RIVOLGERSI A CENTRI DI ESPERIENZA – Le cure chirurgiche odierne per i piccoli con tumore sono meno invasive, le radiazioni più mirate, le dosi chemioterapiche più blande, ma poiché le target therapies sono state introdotte fra i trattamenti anticancro solo negli ultimi anni, servono tempo e attenzione per monitorarne gli esiti negli anni successivi. Ad oggi si sa che i farmaci molecolari nei pazienti pediatrici possono fermare la crescita, ritardare la pubertà o accelerare la comparsa di diabete. E si stanno studiando potenziali sequele neuro-cognitive o motorie: «Il fatto è – prosegue Porter – che questi farmaci bloccano i canali di crescita cellulare (per fermare la proliferazione delle cellule tumorali). Il che può non essere un grosso problema negli adulti, ma potrebbe portare a complicazioni per chi è in piena età dello sviluppo. Proprio perché sempre più bambini guariscono vogliamo garantire loro una vita serena e il più possibile sana, per questo servono maggiori ricerche mirate sull’uso dei farmaci anticancro nei bambini». In attesa di raccogliere le informazioni necessarie, gli esperti raccomandano di utilizzare questi farmaci all’interno di protocolli sperimentali e di curare i giovani pazienti in centri dove ci sia una buona esperienza, sia nel trattamento dei tumori pediatrici che nel follow up dei malati.

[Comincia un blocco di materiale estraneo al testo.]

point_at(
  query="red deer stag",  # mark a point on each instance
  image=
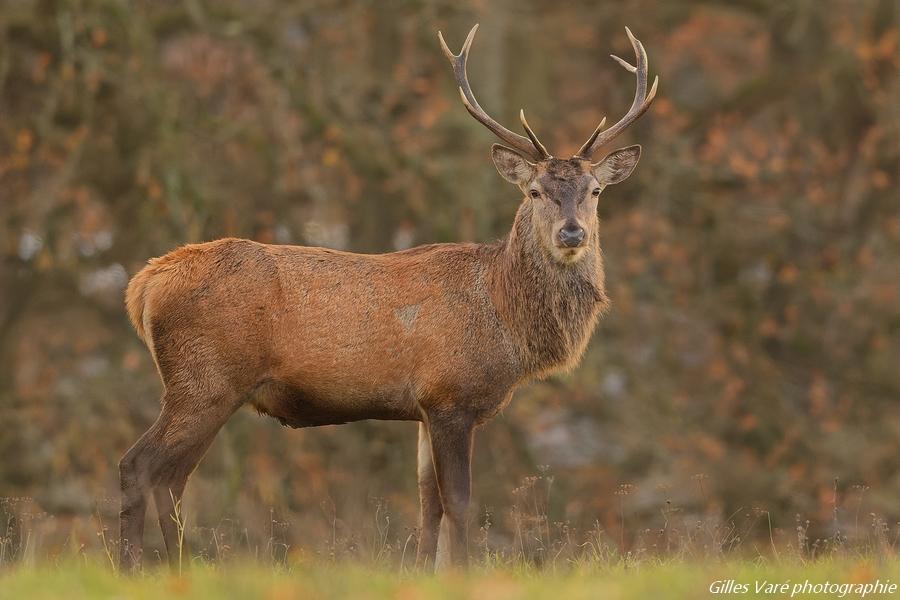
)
(440, 334)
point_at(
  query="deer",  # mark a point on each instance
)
(439, 334)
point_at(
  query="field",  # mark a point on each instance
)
(846, 577)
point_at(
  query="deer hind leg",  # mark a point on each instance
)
(160, 463)
(430, 500)
(451, 450)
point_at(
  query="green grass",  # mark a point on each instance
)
(671, 579)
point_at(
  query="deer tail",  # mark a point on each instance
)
(136, 298)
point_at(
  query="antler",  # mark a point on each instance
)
(530, 146)
(641, 103)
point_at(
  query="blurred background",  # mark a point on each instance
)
(747, 373)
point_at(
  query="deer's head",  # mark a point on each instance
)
(564, 192)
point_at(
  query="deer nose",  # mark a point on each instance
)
(571, 235)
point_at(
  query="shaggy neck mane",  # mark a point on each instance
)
(550, 309)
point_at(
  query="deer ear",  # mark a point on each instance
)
(617, 165)
(511, 165)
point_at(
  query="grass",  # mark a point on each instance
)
(672, 579)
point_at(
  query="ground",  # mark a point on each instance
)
(847, 576)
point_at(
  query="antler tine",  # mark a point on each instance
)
(531, 135)
(639, 106)
(530, 146)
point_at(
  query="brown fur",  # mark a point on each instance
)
(439, 334)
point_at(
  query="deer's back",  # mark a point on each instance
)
(330, 336)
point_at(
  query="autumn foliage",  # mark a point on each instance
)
(749, 364)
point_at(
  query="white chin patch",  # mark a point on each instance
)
(569, 255)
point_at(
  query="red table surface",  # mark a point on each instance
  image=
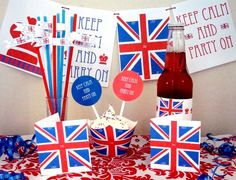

TROPPI OSTACOLI PER LA RICERCA – Una serie di ricerche pubblicate sempre su Lancet Oncology sottolinea ulteriormente il cuore del problema: per continuare a fare progressi contro queste neoplasie servono sperimentazioni e studi ritagliati su bambini e ragazzi, che portino a sviluppare e approvare nuove cure efficaci e sicure per loro. «Sebbene nei Paesi occidentali sempre più giovani sopravvivano al cancro, questo resta la prima causa di morte fra 1 e 15 anni – dice Richard Sullivan, docente al King’s College di Londra e al King’s Health Partners Integrated Cancer Centre -. I progressi compiuti hanno portato la sopravvivenza dal 30 all’80 per cento per chi si ammala in questa fascia d’età, ma ci sono troppi limiti per l’accesso dei piccoli pazienti ai trial clinici, il che ritarda lo sviluppo di nuovi farmaci, complicato ulteriormente dalla mancanza d’investimenti per sperimentazioni in quest’ambito». La ricerca in quest’ambito, insomma, è troppo lenta a causa di ostacoli pratici, metodologici, finanziari e burocratici. L’appello degli esperti va dunque agli enti regolatori, perché semplifichino le normative di studio, e a una maggiore collaborazione internazionale fra ricercatori, oncologi e pediatri, istituzioni e associazioni dei pazienti.